Meet the 800-Pound Gorilla: Big Variety
Big Variety occurs when you have too much data coming from too many places. And the way to solve it is with data scientists. But if you look at what a data scientist actually does, many data scientists say they have to find relevant data that answers a particular question. Data scientists hit the databases, the data lake, data files, and the relevant information available to them. And once they get the data, they perform data integration on resulting data sets. Huge companies are saying their data scientists spend 98% of their time doing data discovery and data integration. The remaining time? Spent fixing cleaning errors. This is a disservice to data scientists, but it must be done because you can’t analyze dirty data. This is our 800-pound gorilla.
The other version of this problem is an enterprise one. Take procurement as an example. Enterprises should, ideally, run a single procurement system. But the reality is that some companies are running more than fifty systems. This type of multi-system environment requires integrating multiple supplier databases along with parts, customers, lab data, etc. It’s the same data integration issue, but spread across multiple systems within one company. And it’s an even bigger challenge to do it at scale.
There are a few solutions available:
Extract, Transform and Load (ETL) packages plus traditional Master Data Management (MDM) tools: unfortunately, these require too much manual effort and traditional MDM depends on a user writing rules neither of which scale.
Data preparation: these are easy-to-use solutions for simple problems. But let me ask you – is your problem simple?
Machine learning and statistics: these solutions overcome ETL limitations and can be used for the most complex problems.
There are a lot of companies like Tamr solving these complex problems through machine learning, statistics, and more. Some focus on data preparation, and a few focus on enterprise data integration. Others focus on text or deep learning. The future is complex analyses that aren’t hindered by the complexity of the problem or ETL packages.

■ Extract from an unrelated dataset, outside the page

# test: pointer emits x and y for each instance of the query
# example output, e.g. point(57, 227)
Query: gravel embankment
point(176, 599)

The Future the 3 Vs of Big Data
As we look to the future of Big Data, it’s clear that machine learning is going to be omnipresent, including deep learning and conventional ML. Complex analytics are on the horizon no matter what. And both of these will go nowhere without clean data. But this requires data integration at scale, the 800-pound gorilla in the corner. I believe it’s time for companies to start worrying about data integration to ensure that volume and velocity are not compromised by the challenges faced with data variety.